Columbia Scientists Ready for Heavy Ion Collider Start-Up

By Hannah Fairfield

One project within the Relativistic Heavy Ion Collider is PHENIX, led by Columbia Professor William Zajc and housed at Brookhaven National Laboratories on Long Island, NY.

With the intent of re-creating a form of matter that existed for a fraction of a second after the birth of the universe in the Big Bang, scientists at Columbia are preparing start-up procedures for the world's most powerful nuclear accelerator--the Relativistic Heavy Ion Collider at Brookhaven National Laboratories, slated to begin running March 15.

The new matter, a gas called "quark-gluon plasma," will be the hottest, densest matter ever formed on earth. Quarks and gluons are the building blocks of ordinary protons and neutrons that make up all the atoms in the universe today. The universe was so hot and dense after the Big Bang that quarks and gluons floated freely in the gas before combining into protons and neutrons 10 millionths of a second later.

Columbia physicists are leading the experiments on one of two large projects of the ion collider, called the Pioneering High Energy Nuclear Interaction eXperiment, or PHENIX. It has three huge magnets designed to detect, identify and measure the momentum of each of the particles produced when the ion collider smashes the nuclei of gold atoms together. By measuring the speed and angle of those particles, scientists can tell if the quark-gluon plasma was created in the collision.

"PHENIX measures a somewhat smaller region of the collision, but with much greater precision than other experiments," said William Zajc, Columbia professor of physics and scientific leader on the project. "We also look specifically at electrons and photons because these lighter particles can tell us a lot about the plasma's interior--for instance, its temperature."

Zajc has been working on PHENIX for almost 10 years, and was joined by Columbia professors Brian Cole, James Nagle, researcher Cheng-Yi Chi and graduate student Mickey Chiu. The Columbia team has collaborated with over 430 physicists and engineers from 11 countries.

The ion collider itself is a 2.4-mile circular tunnel that will send gold ions hurtling toward each other at nearly the speed of light and at a cost of nearly $600 million.
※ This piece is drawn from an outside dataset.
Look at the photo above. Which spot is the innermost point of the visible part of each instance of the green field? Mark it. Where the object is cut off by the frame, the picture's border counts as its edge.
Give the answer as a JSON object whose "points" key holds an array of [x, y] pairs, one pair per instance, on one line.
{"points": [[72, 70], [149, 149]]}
Although the actual collisions are extremely hot, in excess of a hundred million times the temperature of the sun, they are also inconceivably brief, lasting only a few trillionths of a trillionth of a second.

The Columbia scientists say that they will spend the first few months calibrating the machines and making sure everything works smoothly. Stable running conditions and the first data should be achieved by mid-May.

"It's exhilarating to be at the point where we can see results from all our years of experiments," said Cole, who has worked on PHENIX since he joined Columbia in 1992. "The minute we start taking data, we have a significant job ahead of us to understand all of the physics, but it's good to be here."

Physicists have wanted to recreate that primordial matter since they discovered its existence several decades ago, and European scientists may have accomplished something similar early this year, but their findings are not conclusive, according to Zajc. RHIC is 10 times more powerful than the European machine, and the physicists are confident that the added energy will bring the desired results: incontestable evidence of the quark-gluon plasma.

"I think in the next few years we will have the results we are looking for," said Nagle, who recently won an Alfred P. Sloan Research Fellowship for his work in high energy nuclear physics. "These experiments have posed real challenges to the physics world for many decades, and that's why people are so excited about finally seeing the answers."